2. Das ist so cool ^__^
lexik 15.11.2013
Ich liebe es, in diesem Jahrhundert zu leben. Erfindungen wurden zwar auch früher schon immer gemacht, aber noch nie zuvor wurde auch die Allgemeinheit derart mit einbezogen, so schnell informiert und derart die Möglichkeit angeboten, sich an der Entwicklung zu beteiligen, um dann zeitnah auch die Ergebnisse präsentiert zu bekommen. OpenSource-Software und -Hardware, 3D-Drucker, Drohnen, dazu öffentliche Debatten über das Internet ... Ich glaube, wir kommen langsam an den Punkt, wo echte Demokratie wirklich möglich wird, einfach weil die Allgemeinheit immer mündiger wird. Wenn die Metalldrucker ausgereifter werden, werden natürlich auch "bessere" Schusswaffen möglich, die keiner kontrollieren kann. Hier wäre wieder die Gesellschaft gefragt, weniger auf Ge- und Verbote zu setzen als vielmehr auf frühzeitige Entwicklung individueller Moral in Elternhaus, Kindergarten und Schule.
3.
ilek 15.11.2013
Das wäre wirklich ein weiterer Meilenstein! Der Drucker müsste idealerweise noch ein drittes Material (z.B. organisches) drucken, das während des Sinterprozesses zuerst schnell fest wird und dann bei höherer Temperatur verbrennt. Dann könnte man auch Stützstrukturen drucken, die die gedruckte Metallpaste z.B. bei einer Brücke oder Überwölbung an Ort und Stelle hält, bis diese fest ist. Alternativ könnte man das Stützmaterial auch nach dem Brennen chemisch auflösen.
4. Hmm
MartinK. 15.11.2013
Zitat von ilekDas wäre wirklich ein weiterer Meilenstein! Der Drucker müsste idealerweise noch ein drittes Material (z.B. organisches) drucken, das während des Sinterprozesses zuerst schnell fest wird und dann bei höherer Temperatur verbrennt. Dann könnte man auch Stützstrukturen drucken, die die gedruckte Metallpaste z.B. bei einer Brücke oder Überwölbung an Ort und Stelle hält, bis diese fest ist. Alternativ könnte man das Stützmaterial auch nach dem Brennen chemisch auflösen.
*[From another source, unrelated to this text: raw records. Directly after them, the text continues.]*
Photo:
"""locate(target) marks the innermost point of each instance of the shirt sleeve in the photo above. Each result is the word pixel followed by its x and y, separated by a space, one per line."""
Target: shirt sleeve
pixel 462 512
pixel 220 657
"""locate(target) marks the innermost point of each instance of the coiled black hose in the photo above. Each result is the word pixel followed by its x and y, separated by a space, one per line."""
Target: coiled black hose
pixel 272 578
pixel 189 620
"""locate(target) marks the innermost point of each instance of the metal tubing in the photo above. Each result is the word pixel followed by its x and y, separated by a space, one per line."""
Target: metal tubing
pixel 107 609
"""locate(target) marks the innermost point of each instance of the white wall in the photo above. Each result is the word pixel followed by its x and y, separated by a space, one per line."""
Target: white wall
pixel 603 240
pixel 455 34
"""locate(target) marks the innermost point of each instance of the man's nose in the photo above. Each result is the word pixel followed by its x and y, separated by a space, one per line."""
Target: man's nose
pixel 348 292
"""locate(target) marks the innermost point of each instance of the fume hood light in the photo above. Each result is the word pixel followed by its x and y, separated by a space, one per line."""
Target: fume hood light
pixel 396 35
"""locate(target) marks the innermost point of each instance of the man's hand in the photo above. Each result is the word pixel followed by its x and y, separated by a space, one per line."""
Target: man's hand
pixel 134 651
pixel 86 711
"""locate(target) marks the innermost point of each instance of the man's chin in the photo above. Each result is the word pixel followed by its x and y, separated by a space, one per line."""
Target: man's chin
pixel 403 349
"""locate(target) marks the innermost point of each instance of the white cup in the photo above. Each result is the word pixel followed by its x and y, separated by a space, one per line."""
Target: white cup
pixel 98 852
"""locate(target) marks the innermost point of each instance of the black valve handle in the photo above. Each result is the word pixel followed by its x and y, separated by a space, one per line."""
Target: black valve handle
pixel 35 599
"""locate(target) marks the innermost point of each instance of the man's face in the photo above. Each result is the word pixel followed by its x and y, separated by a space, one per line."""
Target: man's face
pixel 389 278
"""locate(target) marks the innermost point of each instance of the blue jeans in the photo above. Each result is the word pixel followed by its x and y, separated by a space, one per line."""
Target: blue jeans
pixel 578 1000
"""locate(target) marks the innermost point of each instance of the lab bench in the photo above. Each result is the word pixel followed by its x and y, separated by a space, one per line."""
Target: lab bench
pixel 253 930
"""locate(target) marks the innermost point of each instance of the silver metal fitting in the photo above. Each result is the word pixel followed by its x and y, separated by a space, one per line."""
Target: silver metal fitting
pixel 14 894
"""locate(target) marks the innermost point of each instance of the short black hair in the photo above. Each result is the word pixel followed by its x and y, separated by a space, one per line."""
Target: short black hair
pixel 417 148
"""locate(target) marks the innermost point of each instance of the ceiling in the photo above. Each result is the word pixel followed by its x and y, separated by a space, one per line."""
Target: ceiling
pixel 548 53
Genau so machen sie es doch. Der Metal-Clay besteht aus Metallpartikeln und einem flüssigen, organischen Stoff der bei bei hohen Temperaturen verbrennt. Oder verstehe ich Sie falsch?
5.
nach.denker 15.11.2013
Zitat von MartinK.Genau so machen sie es doch. Der Metal-Clay besteht aus Metallpartikeln und einem flüssigen, organischen Stoff der bei bei hohen Temperaturen verbrennt. Oder verstehe ich Sie falsch?
In der üblichen Extruder-Bauweise wird bei überhängenden Bauteilen eine Matrix aus billigem und leicht löslichem Material gedruckt, damit die Teile räumlich halten können. Das kann man zwar auch mit dem Vollmaterial machen, müsste es aber hinterher schleifen oder sonstwie bearbeiten. Das ganze müsste fürs Backen dann hier solange stabil bleiben, bis das Metallclay selbst stabil ist und sich dann im Ideallfall selbst verflüchtigen.